Sara Holdren, Vulture: When the alien historians look back at plays made by Homo sapiens americanus circa 2018, they'll find a lot like Admissions. It's not that they're all bad plays - Harmon's isn't, and it would be easier to dismiss if it were - but plenty of them are fixing their sights squarely on some ultraheated contemporary issue and then misfiring wildly. It's enough to make you cringe, and not because your worldview is being artfully disrupted.

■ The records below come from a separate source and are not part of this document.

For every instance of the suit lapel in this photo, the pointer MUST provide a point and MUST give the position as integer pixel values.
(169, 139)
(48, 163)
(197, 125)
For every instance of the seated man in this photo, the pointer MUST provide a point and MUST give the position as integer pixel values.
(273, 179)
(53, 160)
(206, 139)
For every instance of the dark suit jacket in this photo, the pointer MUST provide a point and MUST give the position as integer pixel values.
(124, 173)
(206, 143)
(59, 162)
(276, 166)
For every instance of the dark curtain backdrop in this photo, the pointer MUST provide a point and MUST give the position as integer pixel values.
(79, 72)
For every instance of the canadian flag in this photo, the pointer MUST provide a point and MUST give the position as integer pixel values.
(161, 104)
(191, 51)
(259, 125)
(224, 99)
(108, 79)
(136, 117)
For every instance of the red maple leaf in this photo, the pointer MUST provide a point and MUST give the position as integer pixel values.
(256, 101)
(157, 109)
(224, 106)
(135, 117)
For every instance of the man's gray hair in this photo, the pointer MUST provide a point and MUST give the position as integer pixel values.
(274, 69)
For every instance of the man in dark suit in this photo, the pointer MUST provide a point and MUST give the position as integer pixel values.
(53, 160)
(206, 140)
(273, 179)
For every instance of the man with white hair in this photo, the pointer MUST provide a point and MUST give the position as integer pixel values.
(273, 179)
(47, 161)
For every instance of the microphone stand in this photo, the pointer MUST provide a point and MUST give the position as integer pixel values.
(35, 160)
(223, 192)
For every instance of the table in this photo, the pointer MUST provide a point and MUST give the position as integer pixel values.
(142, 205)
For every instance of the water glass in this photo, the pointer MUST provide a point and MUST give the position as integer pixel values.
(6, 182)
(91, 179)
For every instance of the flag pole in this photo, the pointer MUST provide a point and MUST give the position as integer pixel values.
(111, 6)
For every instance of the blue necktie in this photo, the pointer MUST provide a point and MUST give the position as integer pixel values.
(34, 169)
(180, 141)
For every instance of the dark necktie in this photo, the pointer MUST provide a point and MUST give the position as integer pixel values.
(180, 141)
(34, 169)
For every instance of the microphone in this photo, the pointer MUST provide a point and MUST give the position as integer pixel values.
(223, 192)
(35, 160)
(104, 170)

David Rooney, Hollywood Reporter: Good intentions seldom pay off in this intentionally uncomfortable play, in which progressive parents, who have raised their teenage son to express himself freely and form his own opinions, feel the burn when his thoughts and actions don't jibe with their own somewhat smug convictions. At a time when vicious conservative web trolls continue to rail against Social Justice Warriors, it's a ballsy move to write a seriocomedy that skewers liberal hypocrisy from the left. So even if Admissions is a little speechy and could use some trimming - Harmon perhaps over-indulges in the epic screeds - it represents a satisfying expansion of the playwright's range after his well-received previous efforts, Bad Jews and Significant Other.